Tuesday, September 28, 2010

The Duchemin family orchard

While working on Utah Beach the 519th Port Battalion camped in an apple orchard owned by the Duchemin family. The above photo comes from Bruce Kramlich from HQ. Back row: Mr. and Mrs. Duchemin, Ralph "Pop" Richard, and Mrs Duchemin's mother, Mme. Hamel. Front row: Marie, Corentin, Geneviève, Camille, and Andrée. If you know any of the Duchemin family, please let me know. I would like to learn where exactly they had their farm. I know it was about 1 and a half miles south of Ravenoville, Normandie.

Update December 2015: I got in touch with Corentin and with the son of Andrée. The Duchemin family still runs the farm! 

In the background of the above photo you can see a line of huts built with dunnage (scrap wood from the cargo hold). A-frame roofs straddled their fox holes for better protection from the elements. See this post for a detailed description of their huts.

Above photo shows a GI using his helmet as a wash basin for a shave.  Because the 519th was a non combat battalion the men had the time to take pictures of their daily life.

Tuesday, September 21, 2010

Captain William Adams of the SS Charles Morgan

The grandson of the captain of the SS Charles Morgan got in touch with me recently. He sent me a copy of William Adams 1945 award of the Merchant Marine Meritorious Service Medal, the highest honor a Merchant Marine could receive. It gives an excellent description of what happened to the ship after it was hit by a German bomb off the coast of Utah Beach on June 10, 1944.
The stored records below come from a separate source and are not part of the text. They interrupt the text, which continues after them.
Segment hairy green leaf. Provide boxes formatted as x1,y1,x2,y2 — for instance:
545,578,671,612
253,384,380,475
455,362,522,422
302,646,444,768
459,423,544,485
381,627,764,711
Meritorious Service Medals Awarded "for Conduct or Service of a Meritorious Nature" during World War II

Merchant Marine Meritorious Service Medal

Adams, William
Master, SS Charles Morgan 06/10/44
Captain William Adams, was master of the SS Charles Morgan. The ship had delivered her cargo to a European port, reloaded nearly 500 Army personnel and several hundred tons of equipment for the Normandy beachhead. After discharging this equipment and debarking nearly all soldiers in the initial invasion, the vessel was struck in No. 5 hatch by a bomb, causing her to settle by the stern in about 33 feet of water. Fires were started and several men killed. Getting all fires under control, Captain Adams searched all quarters for possibly trapped and injured men and left the ship only after she was declared a derelict by the U.S. Navy salvage officer. At low tide he and eleven of his crew volunteered to reboard the ship in spite of continued enemy action. Pumps were manned to keep the engine room dry and make possible the salvaging of valuable stores and equipment Sep. 22, 1945.

In April the son of the first mate aboard the ship told me that the German plane was allowed to get so close, because there was an order for all ships to hold their fire unless the plane could be clearly identified. In the first few days following the invasion jittery gunners in Normandy had shot down several Allied aircraft by mistake. Since the attack came at night identification was extremely difficult. First Mate Curtin received the Silver Star for his heroic efforts on the sinking ship.

My grandfather's Army port company was aboard the Charles Morgan when it was hit. My book Longshore Soldiers discusses the event from their point of view.

Wednesday, September 8, 2010

Indiantown Gap in WWII

Chapter 3 of my book deals with the training at Fort Indiantown Gap Military Reservation, Pennsylvania. The men of the 519th Port Battalion (an other other port battalions) learned about winch operation (see photo above), rigging, stowing, checking gear, mechanize equipment, warehousing, and the myriad other responsibilities of the Army stevedore.

The above photo shows training at one of the landships, replicas of supply ships built on dry land.

Dave Weaver, Bruce Kramlich, and John Shireman posing with the 304th Port Company banner.

Kramlich and Shireman with a view of some of the fort buildings.

A 1943 map of Indiantown Gap from a welcome guide. Bruce Kramlich write in the notes.

The concrete foundation of the two landships, SS Manada and SS Swatara, can still be seen today.

In 2008 the site received a historic marker from the state of Pennsylvnia. Today Indiantown Gap is home to the PA National Guard Museum.